One other extremely important thing that will help you with open rates has to do with who the sender is.
Too often I see schools using a general Office of Admissions account, or having the email come from a person in a position of leadership (ex. Director of Admissions, or VPEM). According to our research with students, an email from OOA screams mass and impersonal, while a message from leadership can be intimidating, and most students (right or wrong) don’t believe the Director or VPEM actually has time to sit and write such a message for them.
Instead, have just about every email you send a student (regardless of stage) come from their admissions counselor. Establishing the counselor as early as possible as the student or family’s “go-to person” (and then reinforcing this idea) will pay off in a number of ways.

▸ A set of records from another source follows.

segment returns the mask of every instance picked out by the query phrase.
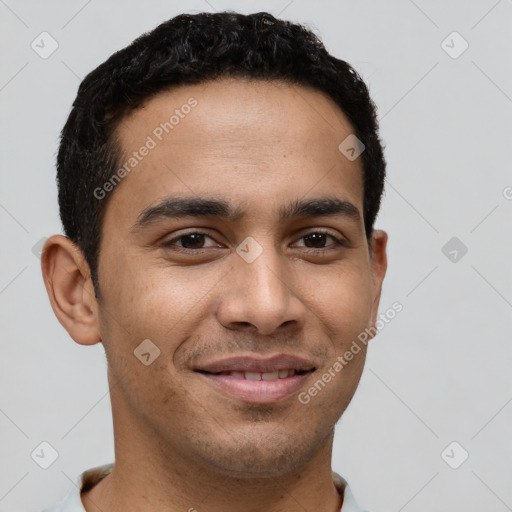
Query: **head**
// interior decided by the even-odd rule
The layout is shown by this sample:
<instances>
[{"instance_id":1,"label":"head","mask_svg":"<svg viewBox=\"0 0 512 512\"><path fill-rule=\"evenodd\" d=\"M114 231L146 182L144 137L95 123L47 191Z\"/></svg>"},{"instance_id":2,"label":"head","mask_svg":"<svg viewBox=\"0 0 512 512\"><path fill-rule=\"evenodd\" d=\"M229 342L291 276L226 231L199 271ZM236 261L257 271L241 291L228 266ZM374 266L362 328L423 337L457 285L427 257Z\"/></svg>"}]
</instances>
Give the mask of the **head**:
<instances>
[{"instance_id":1,"label":"head","mask_svg":"<svg viewBox=\"0 0 512 512\"><path fill-rule=\"evenodd\" d=\"M83 80L57 170L45 283L71 337L103 342L118 424L241 475L311 458L366 345L307 404L233 398L202 369L295 354L313 385L374 325L385 161L357 72L266 13L177 16Z\"/></svg>"}]
</instances>

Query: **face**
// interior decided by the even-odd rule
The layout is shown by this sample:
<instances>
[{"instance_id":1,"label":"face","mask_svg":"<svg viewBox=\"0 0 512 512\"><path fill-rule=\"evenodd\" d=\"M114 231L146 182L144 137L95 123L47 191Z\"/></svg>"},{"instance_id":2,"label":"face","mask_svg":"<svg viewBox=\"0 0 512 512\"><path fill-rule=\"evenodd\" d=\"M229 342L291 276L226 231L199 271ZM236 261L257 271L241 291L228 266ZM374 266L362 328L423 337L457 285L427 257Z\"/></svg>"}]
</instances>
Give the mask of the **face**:
<instances>
[{"instance_id":1,"label":"face","mask_svg":"<svg viewBox=\"0 0 512 512\"><path fill-rule=\"evenodd\" d=\"M120 124L129 172L105 213L96 315L126 436L240 475L297 467L332 436L366 347L304 392L372 325L385 267L360 158L338 149L351 133L319 92L242 80L160 93ZM305 373L242 387L244 360L213 375L283 354Z\"/></svg>"}]
</instances>

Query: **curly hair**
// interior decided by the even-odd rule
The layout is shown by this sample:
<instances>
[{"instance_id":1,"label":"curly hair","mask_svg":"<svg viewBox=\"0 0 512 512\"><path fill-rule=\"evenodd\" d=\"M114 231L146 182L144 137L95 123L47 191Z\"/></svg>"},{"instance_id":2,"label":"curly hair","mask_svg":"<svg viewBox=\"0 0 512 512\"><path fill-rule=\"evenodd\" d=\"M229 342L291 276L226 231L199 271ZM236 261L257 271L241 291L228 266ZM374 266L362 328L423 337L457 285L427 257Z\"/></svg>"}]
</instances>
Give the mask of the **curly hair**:
<instances>
[{"instance_id":1,"label":"curly hair","mask_svg":"<svg viewBox=\"0 0 512 512\"><path fill-rule=\"evenodd\" d=\"M384 189L386 163L376 106L360 75L331 56L300 24L269 13L181 14L111 55L80 84L62 129L57 184L64 233L84 254L95 291L102 219L108 205L93 191L121 160L120 121L162 90L235 77L279 80L327 94L365 145L363 216L369 239Z\"/></svg>"}]
</instances>

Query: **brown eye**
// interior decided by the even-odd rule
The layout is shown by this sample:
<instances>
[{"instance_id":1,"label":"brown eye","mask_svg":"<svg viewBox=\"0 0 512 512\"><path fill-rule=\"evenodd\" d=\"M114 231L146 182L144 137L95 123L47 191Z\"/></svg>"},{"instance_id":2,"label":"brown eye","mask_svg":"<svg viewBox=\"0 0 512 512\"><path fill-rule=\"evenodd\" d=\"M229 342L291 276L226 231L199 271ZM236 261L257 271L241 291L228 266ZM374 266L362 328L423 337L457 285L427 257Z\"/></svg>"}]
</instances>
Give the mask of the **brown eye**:
<instances>
[{"instance_id":1,"label":"brown eye","mask_svg":"<svg viewBox=\"0 0 512 512\"><path fill-rule=\"evenodd\" d=\"M328 239L334 240L334 243L327 244ZM300 238L300 240L304 240L304 245L301 247L306 247L308 249L327 249L332 246L340 246L345 245L345 243L339 238L331 235L329 233L324 233L323 231L315 231L313 233L308 233Z\"/></svg>"},{"instance_id":2,"label":"brown eye","mask_svg":"<svg viewBox=\"0 0 512 512\"><path fill-rule=\"evenodd\" d=\"M192 232L185 233L173 238L172 240L164 242L163 246L166 248L177 247L178 249L189 251L207 249L208 247L218 247L218 244L216 243L209 246L205 245L207 238L215 242L215 240L213 240L213 238L206 233Z\"/></svg>"}]
</instances>

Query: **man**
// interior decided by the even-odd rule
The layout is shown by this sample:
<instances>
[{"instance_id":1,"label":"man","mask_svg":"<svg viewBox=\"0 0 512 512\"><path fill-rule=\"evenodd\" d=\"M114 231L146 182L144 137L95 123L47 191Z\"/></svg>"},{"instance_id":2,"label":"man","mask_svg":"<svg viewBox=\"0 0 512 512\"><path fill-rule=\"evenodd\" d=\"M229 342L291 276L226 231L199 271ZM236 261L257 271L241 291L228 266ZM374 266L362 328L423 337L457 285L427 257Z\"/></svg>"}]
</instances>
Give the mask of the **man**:
<instances>
[{"instance_id":1,"label":"man","mask_svg":"<svg viewBox=\"0 0 512 512\"><path fill-rule=\"evenodd\" d=\"M84 79L57 167L42 269L105 347L115 464L47 510L359 510L331 470L386 272L359 75L267 13L180 15Z\"/></svg>"}]
</instances>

Now, once your email gets opened, let me give you two quick things that will help get your message read and have action taken:
- Personalization is the number one thing in our ongoing survey research that students tell us they want when a college communicates with them. That means the language and tone of your emails need to be less formal and more conversational. You should also lose or minimize the fancy headers, and avoid bolding, underlining, italicizing, and using multiple embedded links. It all screams mass email. If you do have a link, write it out instead of using a hyperlink. This helps with the casual, authentic feeling. The goal should be to create a message that feels, looks, and sounds personal. Plain looking is okay because it’s more authentic.
- Always end each email with one single, clear call to action. Too often I see multiple CTA’s like visit campus, apply, contact so and so, and check this out. Narrow it down to just one thing. And keep in mind that there’s value in asking for the student’s opinion about something that you just shared with them. (Ex “Is this something that’s important in your search?”). The more calls to action you include, the less likely they’ll do any of them.
Change can be hard. I get that. But if you’re not happy with your open rates, or you’re struggling to get students to take action and/or reply back, I want you try one or more of the recommendations I just gave you. They continue to work for our clients and other colleges I’ve recommended them to, and I’m confident that they’ll work for you too.